Secondo quanto riportato nell'ultimo Rapporto sulla stabilità finanziaria, questo indicatore composito conferma che “i rischi macrofinanziari di natura ciclica in Italia rimangono contenuti sulla base delle evidenze più recenti”.

L'istituto di Via Nazionale ha sviluppato questa misura per superare la visione parziale basata solo sull'andamento del credito, offrendo una valutazione più profonda delle vulnerabilità. “In questo contesto, un recente studio propone un indicatore composito del rischio sistemico relativo al ciclo finanziario (cyclical risk indicator, CRI) per l’Italia”.

Il nuovo indice è stato messo a punto “a partire da un insieme di variabili comunemente impiegate in letteratura per la loro capacità di anticipare le crisi finanziarie. Tra esse, sono state selezionate quelle che si sono dimostrate maggiormente in grado di predire gli episodi di stress macrofinanziario verificatisi nel nostro paese negli ultimi cinquant’anni”.
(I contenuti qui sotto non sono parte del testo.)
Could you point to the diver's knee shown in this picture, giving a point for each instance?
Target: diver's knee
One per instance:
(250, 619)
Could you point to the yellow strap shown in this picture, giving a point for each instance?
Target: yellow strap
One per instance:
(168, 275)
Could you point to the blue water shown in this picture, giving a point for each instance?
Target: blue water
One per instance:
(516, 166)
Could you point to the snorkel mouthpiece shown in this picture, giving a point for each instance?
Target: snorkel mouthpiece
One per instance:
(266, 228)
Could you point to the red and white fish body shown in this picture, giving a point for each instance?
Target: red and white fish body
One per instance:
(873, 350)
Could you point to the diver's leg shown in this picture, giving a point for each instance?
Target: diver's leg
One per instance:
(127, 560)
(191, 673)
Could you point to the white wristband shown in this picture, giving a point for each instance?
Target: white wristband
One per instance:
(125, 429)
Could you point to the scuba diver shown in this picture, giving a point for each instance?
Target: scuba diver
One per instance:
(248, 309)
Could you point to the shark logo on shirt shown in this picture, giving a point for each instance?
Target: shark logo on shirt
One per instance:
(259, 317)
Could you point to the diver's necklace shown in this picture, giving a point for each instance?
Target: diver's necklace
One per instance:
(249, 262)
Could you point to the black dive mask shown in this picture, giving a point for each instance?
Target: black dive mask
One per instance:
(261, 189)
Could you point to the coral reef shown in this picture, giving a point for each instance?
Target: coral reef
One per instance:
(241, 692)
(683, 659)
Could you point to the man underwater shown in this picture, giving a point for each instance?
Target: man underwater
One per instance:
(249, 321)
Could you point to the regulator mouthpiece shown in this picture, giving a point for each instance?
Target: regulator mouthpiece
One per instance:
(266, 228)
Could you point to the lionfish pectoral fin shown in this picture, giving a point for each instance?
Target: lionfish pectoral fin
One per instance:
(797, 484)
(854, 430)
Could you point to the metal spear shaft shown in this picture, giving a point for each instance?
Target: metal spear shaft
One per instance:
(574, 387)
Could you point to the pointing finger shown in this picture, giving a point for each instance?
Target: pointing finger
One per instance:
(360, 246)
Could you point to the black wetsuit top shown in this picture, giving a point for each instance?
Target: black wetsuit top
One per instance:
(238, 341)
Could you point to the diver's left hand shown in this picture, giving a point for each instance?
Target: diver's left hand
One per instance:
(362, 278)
La validità del modello è confermata dalla sua capacità di lettura storica. Infatti, secondo Bankitalia, “l’indicatore avrebbe fornito un segnale utile per anticipare i più importanti episodi di stress finanziario registrati in Italia nel periodo esaminato, incluse le crisi del 1991-92 e del 2011-12”.

Il calcolo si basa su sei parametri specifici: il rendimento dei BTP, il rapporto prezzi-canoni delle abitazioni, il saldo delle partite correnti su PIL, la capitalizzazione di borsa, il debito reale delle famiglie e i prestiti bancari al settore privato.

Le analisi più recenti sottolineano che il CRI “fornisce informazioni aggiuntive sia rispetto ai singoli indicatori che lo compongono, sia rispetto allo scostamento del rapporto tra credito e Pil dal suo trend di lungo periodo”.

Guardando al presente, i dati del primo trimestre del 2026 “suggeriscono che il profilo di rischio ciclico resta coerente con una fase di contenuta accumulazione di vulnerabilità. Le principali fonti di rischio appaiono riconducibili alle possibili ricadute del significativo aumento dei tassi di interesse osservato negli ultimi anni”.